Large Language Models (LLMs) have become increasingly popular due to their
ability to process and generate natural language. However, as they are trained
on massive datasets of text, LLMs can inherit harmful biases and produce
outputs that are not aligned with human values. This paper studies two main
approaches to LLM alignment: Reinforcement Learning with Human Feedback (RLHF)
and contrastive learning-based methods like Direct Preference Optimization
(DPO). By analyzing the stability and robustness of RLHF and DPO, we propose
MPO (Mixed Preference Optimization), a novel method that mitigates the
weaknesses of both approaches. Specifically, we propose a two-stage training
procedure: first train DPO on an easy dataset, and then perform RLHF on a
difficult set with DPO model being the reference model. Here, the easy and
difficult sets are constructed by a well-trained reward model that splits
response pairs into those with large gaps of reward (easy), and those with
small gaps (difficult). The first stage allows us to obtain a relatively
optimal policy (LLM) model quickly, whereas the second stage refines LLM with
online RLHF, thus mitigating the distribution shift issue associated with DPO.
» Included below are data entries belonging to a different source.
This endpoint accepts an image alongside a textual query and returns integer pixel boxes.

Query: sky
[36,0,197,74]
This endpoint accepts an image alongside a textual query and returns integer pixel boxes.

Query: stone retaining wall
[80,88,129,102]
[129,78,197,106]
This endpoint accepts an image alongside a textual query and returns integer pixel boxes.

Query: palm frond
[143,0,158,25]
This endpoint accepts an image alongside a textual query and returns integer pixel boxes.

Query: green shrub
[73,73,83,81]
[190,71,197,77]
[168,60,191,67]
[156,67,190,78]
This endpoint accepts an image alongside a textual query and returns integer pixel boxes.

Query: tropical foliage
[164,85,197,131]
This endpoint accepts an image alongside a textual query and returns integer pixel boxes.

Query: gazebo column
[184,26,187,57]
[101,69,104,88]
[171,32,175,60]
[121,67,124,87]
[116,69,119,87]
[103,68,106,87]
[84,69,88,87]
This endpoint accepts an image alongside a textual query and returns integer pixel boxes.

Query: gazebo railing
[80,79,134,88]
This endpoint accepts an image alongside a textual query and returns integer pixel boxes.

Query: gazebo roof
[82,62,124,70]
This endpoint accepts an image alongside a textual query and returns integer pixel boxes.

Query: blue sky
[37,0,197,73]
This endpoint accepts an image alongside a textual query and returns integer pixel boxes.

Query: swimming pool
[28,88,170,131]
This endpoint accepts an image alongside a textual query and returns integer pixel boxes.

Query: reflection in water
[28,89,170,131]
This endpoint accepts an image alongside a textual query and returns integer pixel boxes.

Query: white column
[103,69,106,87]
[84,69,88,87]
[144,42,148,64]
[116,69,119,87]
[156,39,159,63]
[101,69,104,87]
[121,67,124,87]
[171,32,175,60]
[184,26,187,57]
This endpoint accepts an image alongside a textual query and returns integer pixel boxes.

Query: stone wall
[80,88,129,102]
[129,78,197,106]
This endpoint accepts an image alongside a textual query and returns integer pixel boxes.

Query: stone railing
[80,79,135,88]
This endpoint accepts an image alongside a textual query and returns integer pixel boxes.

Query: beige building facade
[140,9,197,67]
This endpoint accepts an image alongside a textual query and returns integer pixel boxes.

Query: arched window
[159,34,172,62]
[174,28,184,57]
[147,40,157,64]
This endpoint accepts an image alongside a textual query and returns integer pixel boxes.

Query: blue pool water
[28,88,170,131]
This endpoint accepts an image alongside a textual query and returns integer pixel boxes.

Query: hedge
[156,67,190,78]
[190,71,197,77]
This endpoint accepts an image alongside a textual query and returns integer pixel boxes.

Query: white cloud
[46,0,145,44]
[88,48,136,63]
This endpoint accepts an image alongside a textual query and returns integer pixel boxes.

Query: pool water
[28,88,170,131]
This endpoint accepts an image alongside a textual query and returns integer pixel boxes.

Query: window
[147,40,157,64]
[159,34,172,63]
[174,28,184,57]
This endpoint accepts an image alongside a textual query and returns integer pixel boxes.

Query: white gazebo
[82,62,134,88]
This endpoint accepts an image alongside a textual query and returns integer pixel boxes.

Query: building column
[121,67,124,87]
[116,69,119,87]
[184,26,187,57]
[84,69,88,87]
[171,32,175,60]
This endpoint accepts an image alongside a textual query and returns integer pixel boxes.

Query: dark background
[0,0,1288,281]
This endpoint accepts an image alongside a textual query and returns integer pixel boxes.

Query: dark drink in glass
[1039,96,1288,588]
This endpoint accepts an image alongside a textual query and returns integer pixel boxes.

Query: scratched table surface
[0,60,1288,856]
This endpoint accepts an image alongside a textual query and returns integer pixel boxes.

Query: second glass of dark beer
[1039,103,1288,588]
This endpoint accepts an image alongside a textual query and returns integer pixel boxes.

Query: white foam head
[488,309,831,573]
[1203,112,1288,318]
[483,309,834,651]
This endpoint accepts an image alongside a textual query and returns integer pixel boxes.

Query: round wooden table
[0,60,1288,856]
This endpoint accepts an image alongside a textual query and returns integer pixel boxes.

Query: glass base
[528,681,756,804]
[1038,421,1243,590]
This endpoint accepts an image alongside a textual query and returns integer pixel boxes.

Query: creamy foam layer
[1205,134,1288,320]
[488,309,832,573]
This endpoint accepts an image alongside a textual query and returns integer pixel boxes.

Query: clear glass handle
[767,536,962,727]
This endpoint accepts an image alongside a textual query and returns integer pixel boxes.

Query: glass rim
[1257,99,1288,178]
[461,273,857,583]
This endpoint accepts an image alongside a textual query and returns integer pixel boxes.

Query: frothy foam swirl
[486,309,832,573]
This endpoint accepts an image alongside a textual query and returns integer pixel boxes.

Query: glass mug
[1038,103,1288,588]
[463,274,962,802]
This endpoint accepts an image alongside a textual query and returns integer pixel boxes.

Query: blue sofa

Experiments are conducted on two public alignment datasets, namely HH-RLHF and
TLDR, demonstrating the effectiveness of MPO, both in terms of GPT4 and human
evaluation.

本文研究了大规模语言模型（LLMs）对齐的两种主要方法：强化学习与人类反馈（RLHF）以及基于对比学习的直接偏好优化（DPO）。通过分析 RLHF 和 DPO 的稳定性和鲁棒性，我们提出了一种新方法 MPO（混合偏好优化），该方法减轻了两种方法的缺点。我们提出了一个两阶段的训练过程：首先在一个简单的数据集上对 DPO 进行训练，然后在一个具有 DPO 模型作为参考模型的困难集上进行 RLHF。实验在两个公开的对齐数据集上进行，即 HH-RLHF 和 TLDR，展示了 MPO 的有效性，无论是在 GPT4 上还是人类评估上。